OK, here it is, after running a simple "dbench 10":

 correct incorrect  %        Function                  File              Line
 ------- ---------  -        --------                  ----              ----
     150   726979  99 wakeup_next_waiter             rtmutex.c            581

And the patch I added:

diff --git a/kernel/rtmutex.c b/kernel/rtmutex.c
index 318d7ed..dacdcb6 100644
--- a/kernel/rtmutex.c
+++ b/kernel/rtmutex.c
@@ -578,7 +578,7 @@ static void wakeup_next_waiter(struct rt_mutex *lock, int savestate)
 		smp_mb();
 
 		/* If !RUNNING && !RUNNING_MUTEX */
-		if (pendowner->state & ~TASK_RUNNING_MUTEX)
+		if (unlikely(pendowner->state & ~TASK_RUNNING_MUTEX))
 			wake_up_process_mutex(pendowner);
 	}
 

Interesting that we hit 150 times that the new owner was already awake.
Perhaps it was because the new owner was about to spin on a spinlock
after it had put itself into the TASK_INTERRUPTIBLE state, and it was


Forget this point, as #1 seems to be the main issue. Also, I'm not sure

[ cut out all the 2's since I'm not worried about that now, even if it 
  is not a problem. ]


Now, the way I was going to fix this is to have the adaptive wait be in
TASK_RUNNING state, and then change the state iff we are going to sleep.

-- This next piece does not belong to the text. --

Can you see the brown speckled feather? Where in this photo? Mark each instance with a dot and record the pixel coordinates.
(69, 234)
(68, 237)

But this can be a bit more race. Especially with Lai's new changes. With
the new changes, the waiter->task does not get nulled anymore.

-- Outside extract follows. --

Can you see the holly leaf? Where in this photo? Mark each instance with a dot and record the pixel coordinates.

The test to take the lock, now needs to be under the lock->wait_lock
spinlock. We have to grab that lock, and see if the owner is null, and
that we are the next waiter in the queue. Thus, on taking the lock we
need to have something like this:


	if (adaptive_wait(&waiter, orig_owner))
		sleep = 1;
	else
		sleep = 0;

	if (sleep)
		raw_spin_lock(&lock->wait_lock);
		saved_state = rt_set_current_block_state(saved_state);
		if (!lock->owner && &waiter == rt_mutex_top_waiter(lock))
			sleep = 0;
		raw_spin_unlock(&lock->wait_lock);
		if (sleep)
			schedule_rt_mutex(lock);
		saved_state ...
From: Steven Rostedt
Date: Monday, January 3, 2011 - 1:22 pm

I may be able to remove the above locks and replace it with:

	saved_state = rt_set_current_blocked_state(saved_state);
	if (orig_owner == rt_mutex_owner(lock))
		schedule_rt_mutex(lock);



--

From: Peter W. Morreale
Date: Tuesday, January 4, 2011 - 8:19 am

Isn't it possible to miss a wakeup here if the waiter becomes preempted?

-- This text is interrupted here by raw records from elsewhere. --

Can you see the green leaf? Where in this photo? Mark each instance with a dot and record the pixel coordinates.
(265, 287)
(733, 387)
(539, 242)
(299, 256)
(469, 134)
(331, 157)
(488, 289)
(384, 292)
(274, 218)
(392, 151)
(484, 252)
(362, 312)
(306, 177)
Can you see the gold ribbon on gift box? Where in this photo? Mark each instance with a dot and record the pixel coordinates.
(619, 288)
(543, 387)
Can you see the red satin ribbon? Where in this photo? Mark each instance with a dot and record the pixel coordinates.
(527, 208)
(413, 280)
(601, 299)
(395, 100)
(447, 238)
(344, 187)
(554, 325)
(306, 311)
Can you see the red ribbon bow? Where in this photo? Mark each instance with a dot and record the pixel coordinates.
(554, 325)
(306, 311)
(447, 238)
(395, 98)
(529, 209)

Recall that adaptive wait is a preemptive wait.  Hence the (I believe)
original reason we did the adaptive spin in a (transitioning)  sleep
state.



--

From: Steven Rostedt
Date: Tuesday, January 4, 2011 - 8:47 am

Yes it is a preemptive wait, I would not have accepted the patches if it
was anything else. But preemption is not affected by the state of the
task. A task could be TASK_RUNNING or TASK_INTERRUPTIBLE or
TASK_UNINTERRUPTIBLE, and that would not affect how it acts when it is
preempted.

-- Steve


--

From: Peter W. Morreale
Date: Tuesday, January 4, 2011 - 10:15 am

My bad.  I thought preemption did change task state.

This still requires the owner to run through try_to_wake_up() and all
its associated overhead only to find out that the waiter is running.  

The assumption I made when I suggested the original concept to Greg was
that if the new owner is running, there is *nothing* to do wrt
scheduling.  If that was a wrong assumption, then, yes, drop the patch
and clean things up.  

If that was a good assumption, then we are leaving 'cycles on the table'
as waking up a running process is a non-zero-overhead path and that is a
bad thing considering how many times spin_unlock() is called on an rt
system.

Bear in mind that this savings scales directly as the number of CPUs
(assuming all are vectored on the lock).  We can only have nr_cpus-1
spinning waiters at any given time, regardless of the number of tasks in
contention.  Perhaps this is too little to worry about on a 4way system,
but I suspect that it could be substantial on larger systems.  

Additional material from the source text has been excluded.